NOAA Reports Papahānaumokuākea Marine National Monument Reef Ecosystems in Good Condition

April 2, 2009

Giant trevally.
Giant trevally along a shallow reef in the Papahanaumokuakea Marine National Monument.


High resolution
(Credit: NOAA)

Marine life and habitats at Papahānaumokuākea Marine National Monument are in good overall condition, but face emerging threats, according to a new NOAA report on the monument’s health.

Prepared by NOAA's Office of National Marine Sanctuaries, the peer-reviewed Papahānaumokuākea Marine National Monument Condition Report notes that due to the monument’s remoteness, past management efforts, and regulations that limit access, impacts from local human uses are relatively few.

However, past activities have permanently altered some areas and in some cases resulted in degradation of habitats.
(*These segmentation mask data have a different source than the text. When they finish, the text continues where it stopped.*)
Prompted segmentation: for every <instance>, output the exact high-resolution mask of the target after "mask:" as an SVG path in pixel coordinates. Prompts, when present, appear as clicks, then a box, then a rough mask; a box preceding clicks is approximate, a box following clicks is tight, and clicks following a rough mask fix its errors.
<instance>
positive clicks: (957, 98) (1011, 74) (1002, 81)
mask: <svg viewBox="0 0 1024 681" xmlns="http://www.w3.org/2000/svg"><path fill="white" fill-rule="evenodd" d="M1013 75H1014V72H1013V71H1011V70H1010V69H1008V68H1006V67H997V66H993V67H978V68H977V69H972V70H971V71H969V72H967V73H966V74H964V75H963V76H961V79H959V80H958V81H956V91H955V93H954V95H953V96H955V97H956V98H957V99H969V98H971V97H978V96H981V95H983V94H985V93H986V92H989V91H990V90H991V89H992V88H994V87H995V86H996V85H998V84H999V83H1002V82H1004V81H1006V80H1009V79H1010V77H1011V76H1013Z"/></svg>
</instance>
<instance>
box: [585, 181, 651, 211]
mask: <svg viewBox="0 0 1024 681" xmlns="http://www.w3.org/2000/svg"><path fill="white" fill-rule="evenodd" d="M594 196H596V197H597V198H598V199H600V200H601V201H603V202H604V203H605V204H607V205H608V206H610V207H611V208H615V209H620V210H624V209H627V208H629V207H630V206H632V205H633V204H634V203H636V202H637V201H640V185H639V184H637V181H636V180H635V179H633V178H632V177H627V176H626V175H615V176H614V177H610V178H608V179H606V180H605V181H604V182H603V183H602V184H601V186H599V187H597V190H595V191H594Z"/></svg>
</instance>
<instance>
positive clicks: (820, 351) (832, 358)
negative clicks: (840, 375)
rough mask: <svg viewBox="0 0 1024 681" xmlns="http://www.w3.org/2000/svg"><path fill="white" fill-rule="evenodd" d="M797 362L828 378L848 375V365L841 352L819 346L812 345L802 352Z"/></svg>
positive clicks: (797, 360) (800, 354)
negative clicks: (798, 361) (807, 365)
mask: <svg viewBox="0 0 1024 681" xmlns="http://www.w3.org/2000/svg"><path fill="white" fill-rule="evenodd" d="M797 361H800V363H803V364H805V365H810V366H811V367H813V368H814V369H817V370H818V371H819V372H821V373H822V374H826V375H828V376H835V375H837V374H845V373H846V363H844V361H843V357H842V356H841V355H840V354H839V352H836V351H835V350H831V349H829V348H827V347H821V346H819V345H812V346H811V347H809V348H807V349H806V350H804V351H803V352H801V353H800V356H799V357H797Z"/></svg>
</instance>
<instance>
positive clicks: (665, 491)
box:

Other concerns for the monument include climate change and coral bleaching, diseases affecting marine organisms, and marine alien species that can threaten native biodiversity and degrade habitats.

“Global issues of concern arising outside monument boundaries, such as marine debris, ocean acidification, and invasive species, degrade fragile monument living resources and habitats,” said `Aulani Wilhelm, NOAA’s monument superintendent.

Goatfish.

Yellowfin goatfish around a shipwreck in the Papahanaumokuakea Marine National Monument.

High resolution
(Credit: NOAA1)

The report highlights the need to address potential impacts to key habitats and declining conditions of some living resources (Hawaiian monk seals, resident seabirds, and migratory shorebirds). It also states that a better understanding of the region’s biodiversity and marine archaeological resources is key to protecting the monument.

In addition, the report emphasizes the monument’s commitment to recognizing and perpetuating the unique relationship of native Hawaiians to the land, sea and their cultural traditions.

“Incorporating traditional values and ecological knowledge into the natural resource management of the Northwestern Hawaiian Islands will be an important part of all management initiatives in this region,” said Wilhelm.

The report is the first of its kind about the monument and provides a baseline for monitoring changes to its resources and identifying research and management priorities. It also helps set the stage for the development of a natural resources science plan for the monument. Similar reports are being developed for the other sites in the National Marine Sanctuary System.

The full monument condition report is now available online.

Nominated for consideration as a UNESCO World Heritage Site honoring its natural and cultural heritage, Papahānaumokuākea Marine National Monument is administered jointly by three co-trustees – the Department of Commerce, Department of the Interior and the State of Hawai‘i – and represents a cooperative conservation approach to protecting the entire ecosystem.

Co-trustee agencies, in cooperation with the Office of Hawaiian Affairs, manage the monument through the Monument Management Board. The Monument area includes the Northwestern Hawaiian Islands Coral Reef Ecosystem Reserve, Midway Atoll National Wildlife Refuge/Battle of Midway National Memorial, Hawaiian Islands National Wildlife Refuge, Kure Atoll Seabird Sanctuary, and Northwestern Hawaiian Islands State Marine Refuge.  

NOAA understands and predicts changes in the Earth’s environment, from the depths of the ocean to the surface of the sun, and conserves and manages our coastal and marine resources.